3rd Circuit Nixes 14th Amendment Claim Over Government Rehire Lists
Two laid-off corrections workers said their constitutional rights were violated when they were removed from a rehiring list.
May 02, 2019 at 02:21 PM
5 minute read
Laid-off civil service employees who sued over their removal from a ”rehire list” have no Fourteenth Amendment property right in their inclusion on that list, the U.S. Court of Appeals for the Third Circuit has ruled.
In a precedential ruling, the appeals court affirmed a ruling from the District of New Jersey granting summary judgment to Passaic County, Sheriff Jerry Speziale and Warden Charles Myers in a lawsuit brought by two former corrections officers. The former employees have no constitutionally protected interest in any benefit if the government has broad discretion to deny that benefit, unless it constrains that discretion, the appeals court said.

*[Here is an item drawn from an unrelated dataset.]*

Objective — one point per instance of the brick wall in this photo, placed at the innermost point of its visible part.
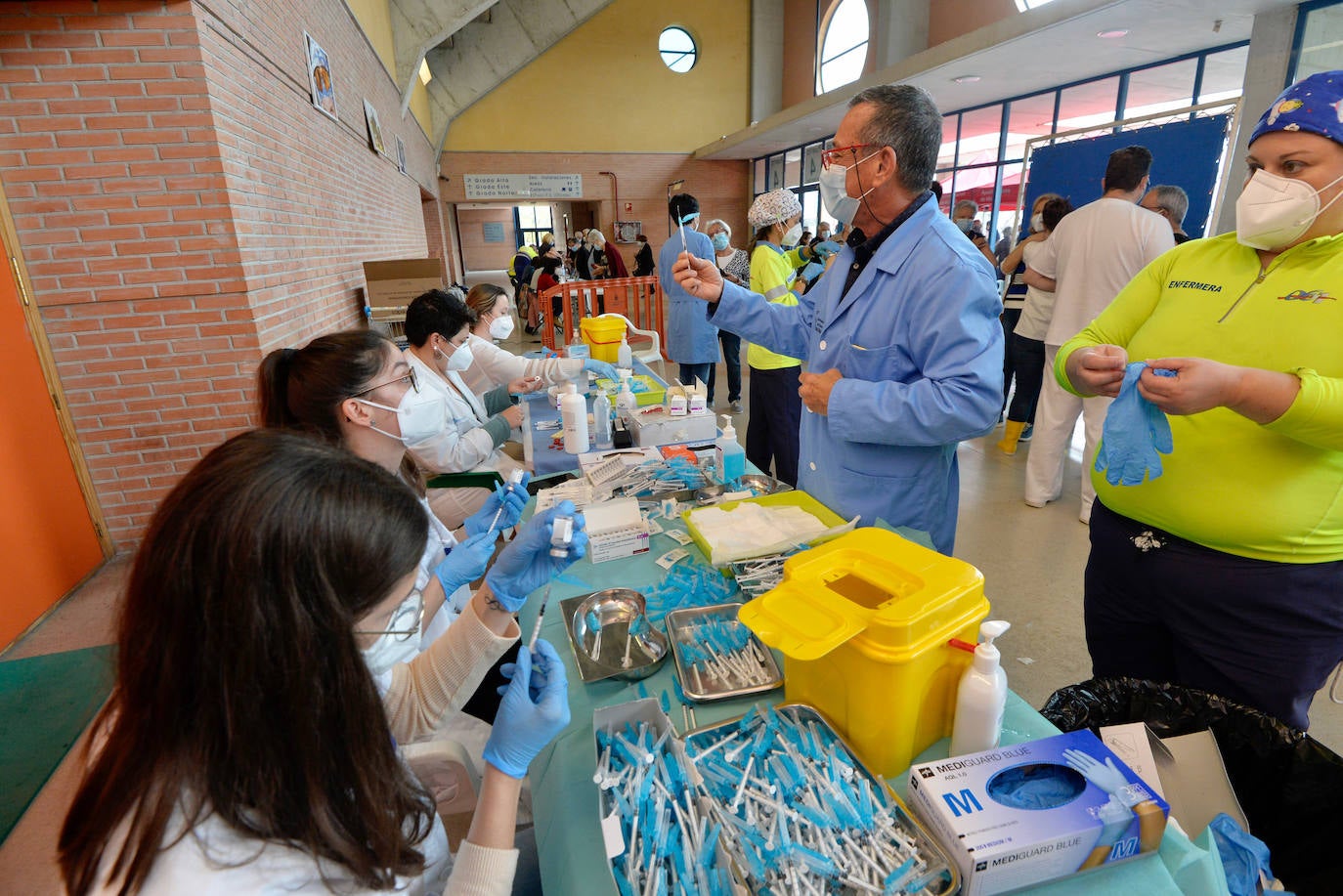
(183, 208)
(721, 187)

The New Jersey Civil Service Commission has broad discretion to take the plaintiffs off the rehire list, and it never promised the employees they would stay on the lists or acted to constrain its discretion to remove them, the appeals court said.
Plaintiffs Claudio Tundo and Ruben Gilgorri were hired on a trial basis as corrections officers for Passaic County in 2005, but they were often absent and frequently reprimanded for insubordination and incompetence. They were fired as part of a mass layoff before completing their one-year trial period. But six months later, Passaic County needed more employees, so it asked the Civil Service Commission to create a list of former corrections officers who it might rehire. After the commission issued its list, which included Tundo and Gilgorri, Passaic County tried to remove them based on their work history. But the commission blocked that move and ordered the county to place them in a new, 12-month trial period of employment.
Passaic County offered to rehire Tundo and Gilgorri on the condition that they agree not to sue the county, but they objected and refused to complete the application, so the commission removed them from the list. They then filed a lawsuit.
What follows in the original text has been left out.